Henry McLuckie

Personal information
- Nationality: British (Scottish)
- Born: 13 May 2002 (age 24)

Sport
- Sport: Athletics
- Event: Middle-distance running

Achievements and titles
- Personal bests: 1500m: 3:34.17 (Trier, 2025); Mile: 3:51.38 (Dublin, 2026); 3000m 7:36.81 (Cork, 2025); 5000m: 13:36.01 (Los Angeles, 2025); 10,000m: 28:57.18 (London, 2023);

Medal record
Men's athletics
Representing Great Britain
European U20 Championships
| Bronze medal – third place | 2021 Tallinn | 1500 m |

= Henry McLuckie =

British athlete (born 2002)

Henry McLuckie (born 13
May 2002) is a British middle- and long-distance runner.

==Early life==
He is from the Isle of Wight and attended Nine Acres Primary School, Christ the King College and the Isle of Wight College before studying sports science at St Mary’s University, Twickenham.

==Career==
In January 2020 as a junior athlete, he won ahead of Samuel Charig at the Hampshire U20 Cross Country Championships.

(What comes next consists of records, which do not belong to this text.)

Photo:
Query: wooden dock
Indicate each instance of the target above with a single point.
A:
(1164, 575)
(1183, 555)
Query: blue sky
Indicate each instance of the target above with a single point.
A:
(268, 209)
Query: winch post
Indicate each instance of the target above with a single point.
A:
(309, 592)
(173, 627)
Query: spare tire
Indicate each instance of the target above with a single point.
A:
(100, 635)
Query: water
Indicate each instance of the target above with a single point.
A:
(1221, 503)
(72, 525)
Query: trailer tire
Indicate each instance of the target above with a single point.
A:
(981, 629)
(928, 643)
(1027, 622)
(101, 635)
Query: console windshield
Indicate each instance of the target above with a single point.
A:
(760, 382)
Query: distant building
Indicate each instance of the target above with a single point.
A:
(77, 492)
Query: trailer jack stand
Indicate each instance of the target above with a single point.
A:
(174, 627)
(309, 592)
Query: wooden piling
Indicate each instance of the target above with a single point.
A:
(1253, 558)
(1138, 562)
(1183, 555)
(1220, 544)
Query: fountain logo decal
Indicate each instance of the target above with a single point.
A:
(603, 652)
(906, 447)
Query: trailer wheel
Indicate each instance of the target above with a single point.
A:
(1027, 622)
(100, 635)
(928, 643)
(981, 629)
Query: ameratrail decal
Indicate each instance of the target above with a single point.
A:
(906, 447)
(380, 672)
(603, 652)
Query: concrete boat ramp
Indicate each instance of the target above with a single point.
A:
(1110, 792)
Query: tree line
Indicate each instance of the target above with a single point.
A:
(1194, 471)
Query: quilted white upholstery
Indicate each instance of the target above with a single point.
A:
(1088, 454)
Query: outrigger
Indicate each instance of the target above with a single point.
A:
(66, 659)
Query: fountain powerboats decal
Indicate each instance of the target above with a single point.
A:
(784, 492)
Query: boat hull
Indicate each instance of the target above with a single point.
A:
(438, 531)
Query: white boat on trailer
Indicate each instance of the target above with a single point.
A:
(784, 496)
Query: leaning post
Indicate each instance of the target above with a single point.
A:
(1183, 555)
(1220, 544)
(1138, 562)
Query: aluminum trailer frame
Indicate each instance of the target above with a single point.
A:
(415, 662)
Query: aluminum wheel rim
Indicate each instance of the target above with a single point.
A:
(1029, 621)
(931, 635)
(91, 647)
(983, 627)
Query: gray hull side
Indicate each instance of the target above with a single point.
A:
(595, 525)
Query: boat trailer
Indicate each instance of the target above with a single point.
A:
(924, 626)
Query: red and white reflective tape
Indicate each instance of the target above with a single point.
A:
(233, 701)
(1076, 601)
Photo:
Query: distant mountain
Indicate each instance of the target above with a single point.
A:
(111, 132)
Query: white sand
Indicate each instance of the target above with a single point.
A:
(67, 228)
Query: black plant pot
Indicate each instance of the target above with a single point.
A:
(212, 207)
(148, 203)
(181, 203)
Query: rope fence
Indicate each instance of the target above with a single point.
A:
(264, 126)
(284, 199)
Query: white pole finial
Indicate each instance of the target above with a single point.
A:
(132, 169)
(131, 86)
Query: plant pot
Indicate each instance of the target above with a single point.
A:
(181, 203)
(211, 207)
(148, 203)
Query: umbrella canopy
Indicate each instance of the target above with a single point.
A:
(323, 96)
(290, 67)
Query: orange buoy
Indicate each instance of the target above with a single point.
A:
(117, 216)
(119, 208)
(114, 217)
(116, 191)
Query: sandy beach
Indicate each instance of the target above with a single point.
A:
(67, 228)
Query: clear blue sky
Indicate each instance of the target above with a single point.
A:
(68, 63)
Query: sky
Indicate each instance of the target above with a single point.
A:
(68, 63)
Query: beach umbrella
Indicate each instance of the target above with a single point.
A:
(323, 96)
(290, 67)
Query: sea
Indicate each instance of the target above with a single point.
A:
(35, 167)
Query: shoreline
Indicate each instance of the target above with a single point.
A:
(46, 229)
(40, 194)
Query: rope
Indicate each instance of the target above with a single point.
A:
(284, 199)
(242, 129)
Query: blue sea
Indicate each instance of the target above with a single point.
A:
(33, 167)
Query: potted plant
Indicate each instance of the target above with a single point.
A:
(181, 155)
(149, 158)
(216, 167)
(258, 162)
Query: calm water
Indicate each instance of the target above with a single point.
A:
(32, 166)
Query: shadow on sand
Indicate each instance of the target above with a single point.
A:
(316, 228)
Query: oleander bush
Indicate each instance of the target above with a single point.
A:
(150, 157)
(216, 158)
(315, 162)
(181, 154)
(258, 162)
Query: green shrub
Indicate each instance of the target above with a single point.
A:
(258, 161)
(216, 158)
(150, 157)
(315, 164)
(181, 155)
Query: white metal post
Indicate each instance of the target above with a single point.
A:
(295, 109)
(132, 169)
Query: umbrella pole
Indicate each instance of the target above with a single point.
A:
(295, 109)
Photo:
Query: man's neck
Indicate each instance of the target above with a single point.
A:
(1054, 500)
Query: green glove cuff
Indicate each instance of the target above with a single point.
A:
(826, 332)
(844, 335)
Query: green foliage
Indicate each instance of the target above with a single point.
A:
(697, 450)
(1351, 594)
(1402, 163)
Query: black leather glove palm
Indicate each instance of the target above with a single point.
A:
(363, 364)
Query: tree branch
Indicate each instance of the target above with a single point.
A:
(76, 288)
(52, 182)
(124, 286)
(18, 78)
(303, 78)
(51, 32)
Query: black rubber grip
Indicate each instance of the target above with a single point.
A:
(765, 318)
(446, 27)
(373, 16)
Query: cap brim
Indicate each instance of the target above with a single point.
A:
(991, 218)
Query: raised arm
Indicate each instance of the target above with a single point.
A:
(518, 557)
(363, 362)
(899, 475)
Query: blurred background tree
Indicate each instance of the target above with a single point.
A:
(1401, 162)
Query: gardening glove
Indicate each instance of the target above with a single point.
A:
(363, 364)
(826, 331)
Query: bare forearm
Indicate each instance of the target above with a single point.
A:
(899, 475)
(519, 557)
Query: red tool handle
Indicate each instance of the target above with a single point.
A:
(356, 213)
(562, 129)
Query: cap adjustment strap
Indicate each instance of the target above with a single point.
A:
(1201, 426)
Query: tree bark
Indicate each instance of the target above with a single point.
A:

He had a top-fifteen finish in the individual U20 race was a gold medalist in the team U20 race at the 2021 European Cross Country Championships, as part of the British team including Will Barnicoat and Hamish Armitt, in Dublin. He was a bronze medalist over 1500 metres at the 2021 European Athletics U20 Championships in Tallinn.

In May 2023, he ran 13:36.26 for the 5000 metres in Walnut, California before running 28:57.18 for the 10,000 metres at the Great Britain 10,000m Championships, held at the Night Of The 10,000 PBs, at Parliament Hill Fields in London.
He ran 13:52.11 for seventh in the 5000 metres at the 2023 European Athletics U23 Championships in Espoo, Finland. In Stirling at the Monument Mile in August 2023, he improved his personal best over the mile to 3:57.69.

Indoors in 2024, he ran personal best times of 3:56.56 for the mile and 7:47.18 for 3000m before winning the Friday Night Under the Lights event over 5 km on the road in Battersea, London. He won the BMC Gold Classic in Watford in August 2024 over 1500 metres, in a time of 3:38.33.
In November 2024, he was named by British Athletics on the Olympic Futures Programme for 2025.

In February 2025, he was a pacemaker for Grant Fisher as he set a new 5000 metres world record in Boston, Massachusetts. He placed third overall himself in the 3000 metres at the 2025 British Indoor Athletics Championships in Birmingham, on 23 February 2025, running 7:48.88. He set a meeting record of 7:36.81 for the 3000 metres in July 2025 in Cork. That month, he also lowered his personal best to 3:34.73 for the 1500 metres whilst racing in Belgium. In August, he won the Monument Mile in Stirling in a time of 3:53.99. In October 2025, he was retained on the British Athletics Olympic Futures Programme for 2025/26.

On 15 February, McLuckie ran 7:51.70 to place second in the 3000 metres at the 2026 British Indoor Athletics Championships in Birmingham, finishing narrowly behind Tom
Keen (7:51.68). In May, he ran 7:43.64 to win the 3000m at The Belfast Classic and broke the stadium record previously belonging to Steve Ovett. In July, he ran a personal best in the mile run of 3:51.38 at the Morton Games in Dublin.